Incidence of fatal food anaphylaxis in people with food allergy: a systematic review and meta-analysis

Affiliations
Free PMC article
Meta-Analysis

Incidence of fatal food anaphylaxis in people with food allergy: a systematic review and meta-analysis

T Umasunthar et al. Clin Exp Allergy. 2013 Dec.
Free PMC article

Abstract

Background: Food allergy is a common cause of anaphylaxis, but the incidence of fatal food anaphylaxis is not known. The aim of this study was to estimate the incidence of fatal food anaphylaxis for people with food allergy and relate this to other mortality risks in the general population.

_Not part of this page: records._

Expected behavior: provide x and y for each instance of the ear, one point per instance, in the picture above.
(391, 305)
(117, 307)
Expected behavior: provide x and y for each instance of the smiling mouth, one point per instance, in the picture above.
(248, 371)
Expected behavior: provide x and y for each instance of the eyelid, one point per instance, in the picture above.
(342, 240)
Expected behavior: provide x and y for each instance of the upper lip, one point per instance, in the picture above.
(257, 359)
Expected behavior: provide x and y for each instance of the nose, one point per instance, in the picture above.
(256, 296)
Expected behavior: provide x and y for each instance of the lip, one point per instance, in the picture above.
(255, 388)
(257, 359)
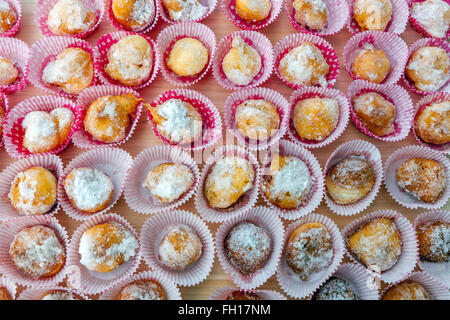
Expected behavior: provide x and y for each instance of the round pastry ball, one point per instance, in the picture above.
(376, 243)
(180, 247)
(248, 247)
(143, 290)
(37, 252)
(309, 249)
(188, 57)
(33, 191)
(316, 118)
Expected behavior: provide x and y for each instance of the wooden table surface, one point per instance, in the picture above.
(144, 137)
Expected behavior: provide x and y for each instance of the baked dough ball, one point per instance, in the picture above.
(433, 16)
(89, 190)
(72, 70)
(169, 181)
(248, 247)
(188, 57)
(134, 15)
(372, 14)
(312, 14)
(180, 247)
(143, 290)
(407, 290)
(371, 64)
(33, 191)
(375, 112)
(177, 121)
(428, 68)
(305, 65)
(130, 60)
(70, 17)
(106, 246)
(229, 179)
(316, 118)
(242, 63)
(289, 182)
(37, 252)
(350, 179)
(376, 243)
(423, 178)
(257, 119)
(108, 118)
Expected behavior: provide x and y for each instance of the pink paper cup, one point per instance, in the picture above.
(287, 148)
(166, 40)
(409, 253)
(46, 50)
(289, 281)
(84, 140)
(229, 8)
(260, 43)
(171, 290)
(113, 162)
(393, 93)
(138, 197)
(311, 92)
(396, 25)
(439, 271)
(262, 217)
(373, 156)
(417, 45)
(270, 95)
(212, 124)
(101, 51)
(18, 52)
(153, 232)
(92, 282)
(244, 204)
(338, 15)
(9, 228)
(294, 40)
(43, 8)
(50, 162)
(393, 46)
(13, 132)
(390, 173)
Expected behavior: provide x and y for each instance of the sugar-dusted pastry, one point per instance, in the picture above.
(257, 119)
(371, 64)
(37, 252)
(89, 190)
(423, 178)
(70, 17)
(130, 60)
(315, 118)
(177, 121)
(72, 70)
(428, 68)
(433, 16)
(305, 65)
(289, 182)
(376, 243)
(33, 191)
(108, 118)
(107, 246)
(248, 247)
(229, 179)
(375, 112)
(309, 249)
(242, 63)
(350, 179)
(143, 290)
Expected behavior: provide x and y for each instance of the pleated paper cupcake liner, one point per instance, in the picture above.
(154, 230)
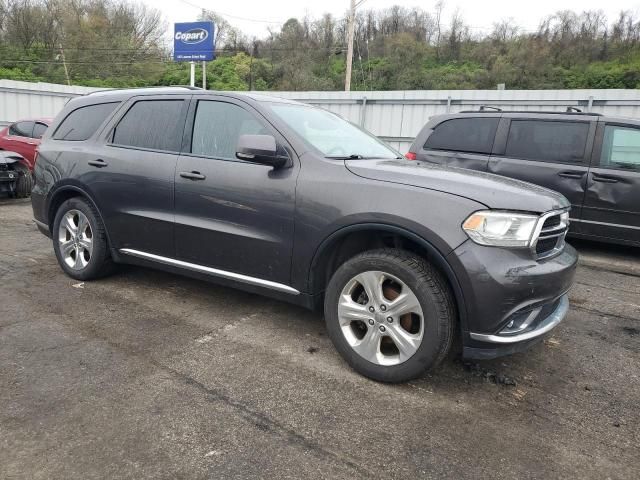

Methods: We undertook a systematic review and meta-analysis, using the generic inverse variance method. Two authors selected studies by consensus, independently extracted data and assessed the quality of included studies using the Newcastle-Ottawa assessment scale. We searched Medline, Embase, PsychInfo, CINAHL, Web of Science, LILACS or AMED, between January 1946 and September 2012, and recent conference abstracts. We included registries, databases or cohort studies which described the number of fatal food anaphylaxis cases in a defined population and time period and applied an assumed population prevalence rate of food allergy.

Results: We included data from 13 studies describing 240 fatal food anaphylaxis episodes over an estimated 165 million food-allergic person-years. Study quality was mixed, and there was high heterogeneity between study results, possibly due to variation in food allergy prevalence and data collection methods. In food-allergic people, fatal food anaphylaxis has an incidence rate of 1.81 per million person-years (95%CI 0.94, 3.45; range 0.63, 6.68). In sensitivity analysis with different estimated food allergy prevalence, the incidence varied from 1.35 to 2.71 per million person-years. At age 0-19, the incidence rate is 3.25 (1.73, 6.10; range 0.94, 15.75; sensitivity analysis 1.18-6.13). The incidence of fatal food anaphylaxis in food-allergic people is lower than accidental death in the general European population.

Conclusion: Fatal food anaphylaxis for a food-allergic person is rarer than accidental death in the general population.

Keywords: anaphylaxis; food allergy; mortality; systematic review.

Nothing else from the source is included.